Fiercely single-minded, she wrote the six-season The Mindy Project TV series for herself, and for several years treated her career as a “one-woman operation,” wanting to read every script, produce every show, give every note. “You know the saying, ‘Don’t sweat the small stuff?’” Kaling asks. “That saying was so frustrating to me, because I only sweat the small stuff.” But now as head of her company, she’s learning how to choose her team well and give them autonomy.
“It’s hard,” she admits. “I’m a controlling artist whose opinions and artistic choices feel fundamental to my soul. Those are not necessarily qualities that make a generous leader. But I have to be a mentor, because I don’t want to be the only Indian woman who gets TV shows on the air.”

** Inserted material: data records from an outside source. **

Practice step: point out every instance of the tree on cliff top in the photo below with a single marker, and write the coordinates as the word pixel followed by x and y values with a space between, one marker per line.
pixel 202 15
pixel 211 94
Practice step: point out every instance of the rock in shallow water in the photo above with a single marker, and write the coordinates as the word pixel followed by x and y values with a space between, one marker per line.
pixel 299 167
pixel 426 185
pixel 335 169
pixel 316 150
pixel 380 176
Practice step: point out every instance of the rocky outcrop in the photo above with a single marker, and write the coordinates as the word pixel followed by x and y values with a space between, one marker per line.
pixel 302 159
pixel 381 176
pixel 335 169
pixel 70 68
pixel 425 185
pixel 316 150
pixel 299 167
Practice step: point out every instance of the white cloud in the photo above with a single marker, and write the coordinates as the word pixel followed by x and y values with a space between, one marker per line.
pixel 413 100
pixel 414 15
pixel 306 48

Her strategy is genius: She’s hires young people, particularly young women of colour, for entry-level positions. In a year or two she puts them in the writers’ room of one of her shows. “Then when they have development ideas for pilots, they want to come to me first.”
She also takes the time she needs to find the talent she wants. To run her Jeanie Buss project, “I could have found 100 comedy writer guys who love basketball,” Kaling says. “But I wanted it to be a woman, so we took a few extra months, and found an amazing Asian-American writer, Elaine Ko.”
There have been snags in her learning curve, but Kaling chortles about them. “I worked on a show for eight years that made fun of the worst kind of boss you can be – Michael Scott,” she says, referring to Steve Carell’s character on The Office. “So when I became a boss, I kept telling myself, ‘I cannot be Michael Scott.’ I thought I would have a finely honed sense of when I was slipping into parody. And at least once a week, I’ll do something and think, ‘Oh, my god – I am Michael Scott.’”
For example? “Early on, I would ask these young women for an opinion about something I was writing or wearing, and they gave me such positive reinforcement, I’d think, I must be perfect! Finally I realized, they’re not going to tell me their brutally honest truth – they work for me.”
Kaling is aware that some of the interest her work is getting from entertainment bigwigs is “fear-driven – people not wanting to seem behind the curve of change and inclusion. You worry that once they get comfortable again, everything will go back to the way it was. But I also know that no one is coming to me out of the goodness of their hearts. It’s a business decision.”
Still, she has no intention of relaxing into her success. “I’m still striving, striving, striving,” Kaling says. “As a mom and a boss in my 40s, my life is objectively more difficult and complicated than ever. Yet I’m happier now than I’ve ever been.
“I don’t come from people who know how to enjoy and relish,” she continues. “I barely know how to vacation. Where I feel the most comfortable is launching into a project and getting it going. That’s when I feel the most myself.”